Тускло блеснул металлический глаз: сквозь ветви деревьев проглянуло солнце.
— Да было дело. Постоянно боялся.
— А что переменилось?
— Мне выжгли один глаз.
Хороша беседа. Ладно, на том и утремся.
— Это, видно, изменило твои взгляды.
— Урезало. Ровно вполовину.
Невдалеке от тропы, в непомерно тесном загоне блеяли овцы. Как пить дать, реквизированные — иными словами, украденые — у какого-нибудь незадачливого пастуха, лишенного в одночасье всего своего достояния, предназначенного кануть в глотках, а затем извергнуться из задниц войска Черного Доу. За загородкой из шкур, в считаных шагах от гурта, овец забивала женщина, а еще трое их свежевали, потрошили и вывешивали туши. Все четверо были по самые подмышки в крови, но это их нисколько не заботило.
За работой наблюдала пара шалопаев — судя по виду, без пяти минут рекрутского возраста, — и посмеивалась над тупостью овец, до которых не доходит, что делается за этой вот ширмой из шкур. Юнцы не задумывались, что в загоне прячутся как раз они сами, а за ширмой из песен, былин и отроческих грез безучастно поджидает война, по самые плечи в крови. Зоб-то это видел хорошо. Так отчего же он сам безропотно жмется в своем загончике? Знать, оттого, что старой овце новых заборов не перемахнуть.
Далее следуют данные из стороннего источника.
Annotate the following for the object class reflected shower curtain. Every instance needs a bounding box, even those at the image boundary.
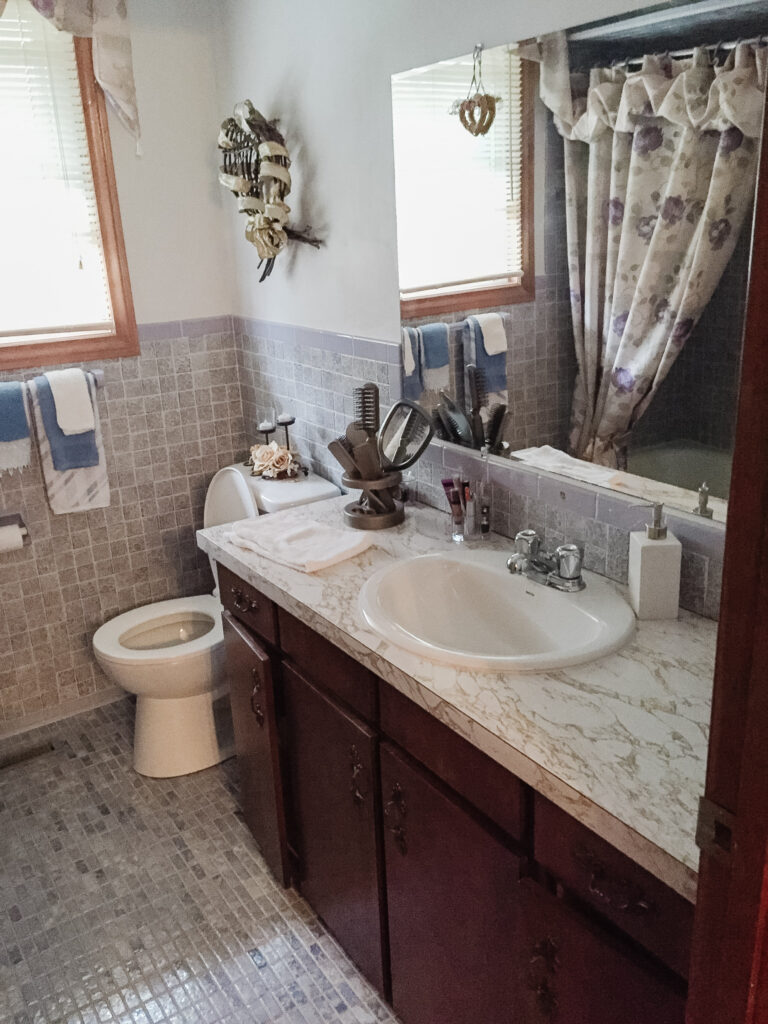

Перед поросшими плющом развалинами, давно присвоенными лесом, вкопали в землю черный штандарт протектора Севера. На поляне суетились люди, взмахивали хвостами привязанные у длинной коновязи лошади. В сыпучих снопах искр о металл скрежетало ножное точило. Какая-то баба колотила молотом по колесу телеги. Здесь же работал кузнец — держа губами горсть колец, собирал с помощью клещей кольчугу. Сновала ребятня с охапками стрел, с плещущими на коромыслах ведрами, с мешками, торбами и сумами бог весть чего. Непростое дело — насилие, когда достигает крупных масштабов.
Посреди всей этой колготни на каменной плите полулежал, опершись на локти и прикрыв глаза, какой-то человек — до странности непринужденно, учитывая общую загруженность работой; более того, с нарочитым видом бездельника. Человек пребывал в тени, а клин света, пробившийся между ветками, пролегал как раз по его спесивой ухмылке.
— Именем мертвых, — подошел и остановился, глядя сверху, Зоб. — Или это принц, или мне чудится. Хотя кто еще может носить такие вот бабские сапоги?
— Стирийская кожа. — Кальдер приоткрыл глаза, надменно скривив губу так, как привык с детства. — Никак, Кернден Зобатый? Ты еще жив, старый нужник?
— Покуда есть нужда, живу, не кашляю. — Зоб выхаркнул мокроту, угодив как раз меж изящных сапожек принца. — Куда я денусь. И кто это, интересно, сплоховал, дав тебе выползти из места ссылки?
Кальдер скинул ноги с плиты.
— Не кто иной, как великий протектор собственной персоной. Видно, не может побить Союз без моей могучей меченосной длани.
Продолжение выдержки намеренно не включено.